Attempts to categorise Bailey-Gates’ photography too seem unconvincing. Some would say their photography feels neoclassical, some resoundingly of the present and some would say both. Others would look to the canon of photography and say that there are glimpses of Robert Mapplethorpe and Nan Goldin. But those descriptions soon come up short as well — accurate, but not entirely. Each bid to describe Bailey-Gates and the photographs in A Glint in the Kindling is taken, teased apart and gracefully tossed aside.
Instead, what Bailey-Gates invites us to do through A Glint in the Kindling is look without reaching for the terms we know. They invite us to simply look, unfettered by expectations or tradition. They invite us to look at bodies that joyfully drift between definitions, that find agency and poise where others find ambiguity and that are attuned to each individual and each moment. Objects, postures, relationships, clothes and actions we have been told are exclusive to a few are here reclaimed by anyone.
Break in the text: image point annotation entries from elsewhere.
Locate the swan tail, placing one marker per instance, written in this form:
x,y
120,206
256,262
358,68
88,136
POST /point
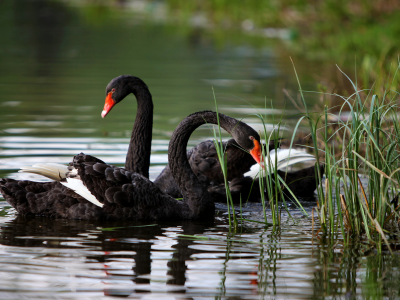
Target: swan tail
x,y
53,171
78,187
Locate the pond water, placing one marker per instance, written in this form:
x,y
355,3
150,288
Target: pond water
x,y
56,60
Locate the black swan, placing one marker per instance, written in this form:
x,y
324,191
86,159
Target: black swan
x,y
90,189
138,156
202,158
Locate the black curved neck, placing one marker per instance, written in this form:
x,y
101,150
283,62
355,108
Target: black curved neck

In almost all of the photographs in A Glint in the Kindling, Bailey-Gates or his friends look towards the camera. We are met with self-assured gazes — direct, deliberate. Yet they are never biting. It’s this lack of hostility, furthered by the liberated bodies seen throughout the exhibition, that makes Bailey-Gates’ photographs so disarming. Even though they confront, transgress and dismantle, each time we look we’re warmly acknowledged by their gaze and invited to step into their worlds. At the same time, it is these same self-assured gazes that make it clear Bailey-Gates and their friends are unwavering in the face of cynicism and spite. They exist only for themselves and they are not trying to convince. For them, these worlds are already real. Importantly, however, these worlds are not removed from ours. They are one and the same, just seen differently.